Au Pakistan , un homme accusé de blasphème a été brûlé vif par une foule d’islamistes radicaux à l’extérieur du commissariat de police de Chani Ghoth, dans la zone de la petite ville de Bahawalpur, au sein de la province du Punjab.
Selon des sources locales de l’agence Fides, l’homme, probablement un malade mental de religion musulmane, avait été arrêté voici quelques jours à la suite d’une plainte pour blasphème portant sur le fait qu’il aurait brûlé des pages du Coran. Un certain nombre de responsables religieux locaux ont entraîné la foule qui s’est déversée dans les rues et a ensuite fait irruption dans les bureaux du commissariat de police, blessant une quinzaine d’agents. Les radicaux ont forcé la porte de la cellule, extrait le prisonnier, l’ont arrosé d'essence et l’ont brûlé vif.
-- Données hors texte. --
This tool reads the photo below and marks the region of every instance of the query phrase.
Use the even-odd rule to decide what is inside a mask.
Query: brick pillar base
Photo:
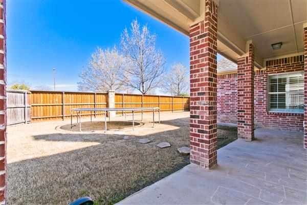
[[[0,0],[0,204],[6,204],[6,2]]]
[[[249,45],[248,56],[237,61],[238,137],[254,139],[254,47]]]
[[[304,26],[304,148],[307,149],[307,23]]]
[[[206,1],[204,21],[190,27],[190,162],[216,164],[217,8]]]

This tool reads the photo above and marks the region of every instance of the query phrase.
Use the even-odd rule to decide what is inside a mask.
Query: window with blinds
[[[304,73],[269,76],[269,111],[303,113]]]

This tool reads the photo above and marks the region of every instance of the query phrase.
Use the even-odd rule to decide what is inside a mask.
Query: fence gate
[[[26,90],[7,90],[8,125],[31,121],[30,94]]]

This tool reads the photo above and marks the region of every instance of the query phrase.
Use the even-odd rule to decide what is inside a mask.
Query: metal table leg
[[[134,130],[134,110],[132,110],[132,130]]]
[[[152,127],[155,127],[155,110],[152,110]]]
[[[81,112],[79,111],[79,127],[80,129],[80,132],[82,132],[81,129]]]
[[[104,111],[104,132],[106,132],[106,111]]]

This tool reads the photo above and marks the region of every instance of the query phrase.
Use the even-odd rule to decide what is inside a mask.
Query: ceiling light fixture
[[[271,44],[273,50],[280,49],[281,46],[282,46],[282,42],[276,43],[276,44]]]

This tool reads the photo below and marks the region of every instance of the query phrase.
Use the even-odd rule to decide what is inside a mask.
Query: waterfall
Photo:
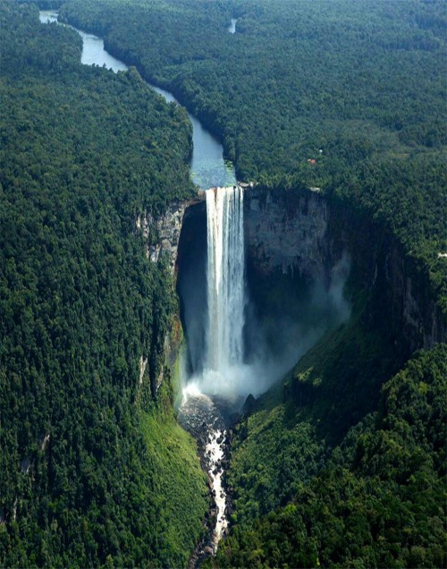
[[[205,367],[225,376],[243,360],[245,307],[243,192],[206,191],[207,325]]]

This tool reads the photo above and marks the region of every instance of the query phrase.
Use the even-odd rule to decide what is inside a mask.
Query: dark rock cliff
[[[348,253],[356,288],[374,307],[371,324],[384,318],[404,357],[446,340],[445,315],[430,294],[428,274],[366,212],[315,191],[259,186],[246,189],[244,208],[249,263],[258,274],[298,273],[316,281]]]

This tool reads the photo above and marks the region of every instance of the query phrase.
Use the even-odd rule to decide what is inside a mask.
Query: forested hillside
[[[138,69],[118,75],[33,4],[0,0],[0,565],[185,566],[207,488],[167,370],[150,388],[177,299],[135,221],[192,195],[190,126],[138,72],[240,180],[312,187],[361,251],[398,251],[445,330],[447,4],[44,0]],[[206,565],[445,566],[447,351],[405,362],[370,263],[350,320],[233,429]]]
[[[151,393],[177,309],[135,220],[191,195],[190,125],[36,5],[0,27],[0,565],[184,565],[207,490]]]
[[[320,374],[325,381],[316,356],[291,379],[295,394],[317,389]],[[323,468],[308,400],[297,414],[293,397],[285,405],[265,399],[233,444],[236,525],[216,565],[444,566],[446,377],[445,344],[418,353],[385,383],[378,411],[325,449]]]
[[[173,91],[239,179],[372,220],[445,318],[444,2],[72,0],[62,17]],[[354,273],[351,319],[232,434],[232,530],[208,565],[445,565],[445,345],[397,373],[390,307]]]
[[[444,2],[72,0],[61,17],[173,91],[240,180],[384,221],[447,307]]]

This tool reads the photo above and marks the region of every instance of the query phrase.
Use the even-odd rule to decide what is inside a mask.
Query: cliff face
[[[137,231],[140,231],[145,238],[146,256],[153,263],[157,263],[160,259],[167,262],[171,276],[173,276],[176,269],[179,251],[179,242],[185,215],[192,209],[191,206],[200,202],[200,198],[189,202],[178,202],[172,204],[166,212],[154,217],[151,214],[140,215],[135,221]],[[173,318],[170,328],[163,340],[156,362],[152,366],[148,365],[148,358],[142,354],[139,361],[139,388],[143,386],[145,378],[150,383],[152,395],[156,395],[165,374],[165,370],[171,369],[178,357],[181,344],[182,335],[178,314]]]
[[[316,281],[330,261],[328,215],[326,202],[316,192],[247,189],[244,230],[250,260],[264,275],[298,272]]]
[[[367,292],[374,318],[388,320],[401,352],[445,342],[445,317],[430,296],[428,276],[365,213],[317,191],[259,187],[246,190],[244,208],[249,259],[263,276],[281,271],[327,280],[346,252],[356,285]]]

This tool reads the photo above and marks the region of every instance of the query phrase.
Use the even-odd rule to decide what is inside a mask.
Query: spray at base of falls
[[[232,399],[241,379],[245,310],[243,191],[239,186],[206,191],[207,228],[207,304],[204,370],[183,391],[179,419],[196,437],[204,454],[215,504],[213,553],[228,525],[223,485],[228,418],[212,395]],[[208,394],[210,396],[208,396]],[[221,400],[222,401],[222,400]]]

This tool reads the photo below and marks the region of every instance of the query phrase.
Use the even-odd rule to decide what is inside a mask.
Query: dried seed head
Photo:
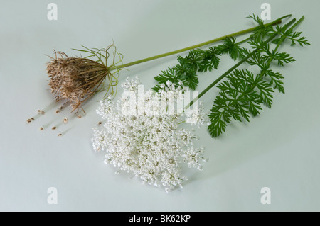
[[[109,48],[104,51],[107,53]],[[102,63],[88,58],[68,57],[62,52],[55,52],[55,57],[50,57],[50,62],[47,64],[48,84],[55,101],[65,100],[70,103],[72,111],[79,111],[84,102],[101,91],[107,77],[110,80],[110,87],[113,89],[112,74],[109,67]],[[109,56],[109,54],[105,55]],[[105,58],[105,55],[102,55],[102,58]]]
Un certain nombre de véhicules de la police a par ailleurs été incendié lors de l'émeute qui a duré environ deux heures.
L’épisode a profondément secoué la société civile pakistanaise, portant à nouveau sur le devant de la scène la question des abus liés à la loi sur le blasphème. « Nous vérifions actuellement les faits et les circonstances de cet épisode très grave et véritablement exécrable. La violence a augmenté y compris celle qui prend pour prétexte la religion. Eliminer une vie humaine, qui plus est de manière sommaire, est toujours inacceptable. Ce qui nous préoccupe est l’impunité, l’illégalité et la liberté dont jouissent ceux qui peuvent se faire justice par eux-mêmes, en tuant impunément. Les institutions, telles que le parlement et la magistrature, doivent faire ce qui leur revient. Nous demandons plus d’attention au nouveau Premier ministre afin que l’on n’abaisse pas la garde en ce qui concerne le respect des droits humains au Pakistan », a déclaré Peter Jacob, secrétaire exécutif de la Commission Justice et Paix de la Conférence épiscopale du Pakistan. La Commission indique qu’en 2012, deux musulmans et un chrétien ont été victimes d’exécutions sommaires suite à des accusations de blasphème.